Seruti menghela napas panjang. Suparni bangkit dari duduknya dan menuju ruang tengah. Seruti mengikuti langkahnya ibunya “Kamu di rumah sudah makan belum, Ti? Ayo temani Ibu, mumpung kamu datang ke sini.”
“Inggih, Bu.”
Yu Paijem, pembantu yang sudah bekerja puluhan tahun menata meja makan. Titi menemani Suparni bersantap siang. Sambil menikmati hidangan, ibunya bertanya perihal keadaan keluarganya.
“Bagaimana rencana sekolah anakmu si Kuin. Setelah lulus SMA mau kuliah di mana?”
“Insya Allah Kuin ingin menjadi guru, Bu. Mungkin nanti kuliah di kota ini saja.”
“Mengapa tidak di Semarang? Apa tidak malu, keponakan bupati kok kuliah di universitas yang tidak terkenal.”
“InsyaAllah, di mana pun Kuin kuliah yang penting ilmunya, Bu.”

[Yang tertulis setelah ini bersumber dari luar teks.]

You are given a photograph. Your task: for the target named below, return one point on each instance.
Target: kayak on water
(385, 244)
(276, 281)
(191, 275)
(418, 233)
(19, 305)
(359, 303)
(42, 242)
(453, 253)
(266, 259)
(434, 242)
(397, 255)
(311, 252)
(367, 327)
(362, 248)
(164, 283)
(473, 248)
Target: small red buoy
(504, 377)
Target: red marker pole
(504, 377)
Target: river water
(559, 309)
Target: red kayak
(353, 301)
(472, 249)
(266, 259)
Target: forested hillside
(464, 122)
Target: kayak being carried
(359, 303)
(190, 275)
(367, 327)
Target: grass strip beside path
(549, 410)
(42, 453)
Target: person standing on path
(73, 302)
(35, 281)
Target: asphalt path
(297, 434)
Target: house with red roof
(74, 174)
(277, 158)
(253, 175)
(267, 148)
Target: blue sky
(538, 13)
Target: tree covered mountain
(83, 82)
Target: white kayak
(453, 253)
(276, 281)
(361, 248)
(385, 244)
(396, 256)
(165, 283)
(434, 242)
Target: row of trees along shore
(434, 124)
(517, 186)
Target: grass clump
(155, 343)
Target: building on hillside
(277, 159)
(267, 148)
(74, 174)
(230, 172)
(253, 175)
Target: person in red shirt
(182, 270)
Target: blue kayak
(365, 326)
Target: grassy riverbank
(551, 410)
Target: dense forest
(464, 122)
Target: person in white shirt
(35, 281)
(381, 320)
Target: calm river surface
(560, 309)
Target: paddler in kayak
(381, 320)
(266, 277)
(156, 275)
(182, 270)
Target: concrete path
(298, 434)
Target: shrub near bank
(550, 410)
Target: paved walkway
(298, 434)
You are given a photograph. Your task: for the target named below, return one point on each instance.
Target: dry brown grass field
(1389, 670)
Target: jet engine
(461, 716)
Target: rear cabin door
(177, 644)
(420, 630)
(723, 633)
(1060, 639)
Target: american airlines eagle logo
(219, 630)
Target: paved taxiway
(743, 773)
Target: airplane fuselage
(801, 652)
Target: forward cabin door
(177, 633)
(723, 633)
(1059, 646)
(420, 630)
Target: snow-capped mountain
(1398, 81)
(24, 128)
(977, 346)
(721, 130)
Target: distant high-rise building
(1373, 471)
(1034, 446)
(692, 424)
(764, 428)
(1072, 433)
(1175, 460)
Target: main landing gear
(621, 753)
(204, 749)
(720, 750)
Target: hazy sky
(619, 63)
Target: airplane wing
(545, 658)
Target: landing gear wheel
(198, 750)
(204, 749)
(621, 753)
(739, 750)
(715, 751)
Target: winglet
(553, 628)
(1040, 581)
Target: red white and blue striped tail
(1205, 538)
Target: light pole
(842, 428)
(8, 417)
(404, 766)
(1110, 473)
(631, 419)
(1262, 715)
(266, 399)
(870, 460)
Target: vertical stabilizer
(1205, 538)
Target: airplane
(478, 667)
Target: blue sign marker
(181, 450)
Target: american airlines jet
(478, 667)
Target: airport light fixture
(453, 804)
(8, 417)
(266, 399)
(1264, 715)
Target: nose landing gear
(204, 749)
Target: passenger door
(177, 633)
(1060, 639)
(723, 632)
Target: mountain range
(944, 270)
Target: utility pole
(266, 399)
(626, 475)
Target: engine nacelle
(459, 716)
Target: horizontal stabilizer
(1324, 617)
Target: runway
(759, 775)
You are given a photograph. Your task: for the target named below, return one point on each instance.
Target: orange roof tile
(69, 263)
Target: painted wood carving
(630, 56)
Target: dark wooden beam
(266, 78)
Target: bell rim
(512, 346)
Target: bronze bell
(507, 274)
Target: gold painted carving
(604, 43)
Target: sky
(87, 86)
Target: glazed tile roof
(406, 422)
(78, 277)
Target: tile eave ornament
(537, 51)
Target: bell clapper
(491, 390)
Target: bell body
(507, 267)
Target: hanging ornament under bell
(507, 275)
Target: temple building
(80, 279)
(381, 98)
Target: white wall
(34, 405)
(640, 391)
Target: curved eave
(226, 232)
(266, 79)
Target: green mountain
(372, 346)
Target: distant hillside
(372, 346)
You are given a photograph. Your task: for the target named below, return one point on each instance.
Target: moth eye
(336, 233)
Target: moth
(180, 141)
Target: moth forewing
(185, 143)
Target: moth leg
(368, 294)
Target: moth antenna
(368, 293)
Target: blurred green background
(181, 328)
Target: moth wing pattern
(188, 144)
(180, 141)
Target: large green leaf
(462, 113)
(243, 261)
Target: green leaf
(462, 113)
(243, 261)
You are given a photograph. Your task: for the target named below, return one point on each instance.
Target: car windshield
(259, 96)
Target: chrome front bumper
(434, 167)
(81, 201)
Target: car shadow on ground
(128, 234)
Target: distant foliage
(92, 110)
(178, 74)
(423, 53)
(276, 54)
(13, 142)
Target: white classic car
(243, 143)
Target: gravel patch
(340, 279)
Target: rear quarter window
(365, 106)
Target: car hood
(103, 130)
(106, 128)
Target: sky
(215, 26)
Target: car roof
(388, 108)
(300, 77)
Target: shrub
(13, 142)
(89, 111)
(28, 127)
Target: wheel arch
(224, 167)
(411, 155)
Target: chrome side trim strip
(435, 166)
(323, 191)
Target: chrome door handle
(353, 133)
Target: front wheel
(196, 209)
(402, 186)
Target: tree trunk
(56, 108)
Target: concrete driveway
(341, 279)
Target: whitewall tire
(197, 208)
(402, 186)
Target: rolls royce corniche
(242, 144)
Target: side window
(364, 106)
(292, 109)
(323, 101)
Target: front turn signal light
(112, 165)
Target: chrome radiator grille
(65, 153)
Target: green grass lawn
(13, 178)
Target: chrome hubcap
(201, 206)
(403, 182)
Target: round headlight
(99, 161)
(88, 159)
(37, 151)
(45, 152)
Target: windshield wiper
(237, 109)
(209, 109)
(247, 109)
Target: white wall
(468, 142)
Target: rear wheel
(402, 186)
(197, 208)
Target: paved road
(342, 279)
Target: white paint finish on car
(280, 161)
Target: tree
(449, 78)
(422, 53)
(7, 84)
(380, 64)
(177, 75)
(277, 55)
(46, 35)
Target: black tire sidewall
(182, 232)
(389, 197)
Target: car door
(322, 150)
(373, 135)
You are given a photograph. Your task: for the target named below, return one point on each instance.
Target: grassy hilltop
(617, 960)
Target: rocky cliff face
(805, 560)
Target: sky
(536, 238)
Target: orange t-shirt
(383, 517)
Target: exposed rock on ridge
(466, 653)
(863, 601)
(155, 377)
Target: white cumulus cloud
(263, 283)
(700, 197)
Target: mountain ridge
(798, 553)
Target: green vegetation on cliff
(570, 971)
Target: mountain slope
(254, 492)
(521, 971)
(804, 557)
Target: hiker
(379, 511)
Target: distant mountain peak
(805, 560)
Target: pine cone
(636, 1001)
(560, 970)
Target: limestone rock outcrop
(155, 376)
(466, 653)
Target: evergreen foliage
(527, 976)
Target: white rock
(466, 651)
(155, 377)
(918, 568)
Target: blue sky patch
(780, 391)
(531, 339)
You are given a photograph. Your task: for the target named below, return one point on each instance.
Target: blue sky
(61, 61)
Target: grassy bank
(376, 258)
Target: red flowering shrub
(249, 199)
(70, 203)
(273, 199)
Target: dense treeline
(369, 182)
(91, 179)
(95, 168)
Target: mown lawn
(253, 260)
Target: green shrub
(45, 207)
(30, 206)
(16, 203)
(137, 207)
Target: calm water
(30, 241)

Suparni mengundang pembantunya. “Mbok masih ada sambalnya di dapur?”
“Masih, Bu.”
“Bawa ke sini sekalian.”
Mbok Paijem sedang melangkah ke dapur ketika ponsel Seruti berdering. Titi segera mengangkatnya. Terdengar suara perempuan dari seberang. Suaranya keras, seperti suara Ibu.
“Aku sedang di rumah Ibu, Mbak,” suaraTiti pelan tapi jelas.
“Siapa?” tanya Suparni sesaat menghentikan gerakkan sendoknya yang tengah tertuang sambal bajak.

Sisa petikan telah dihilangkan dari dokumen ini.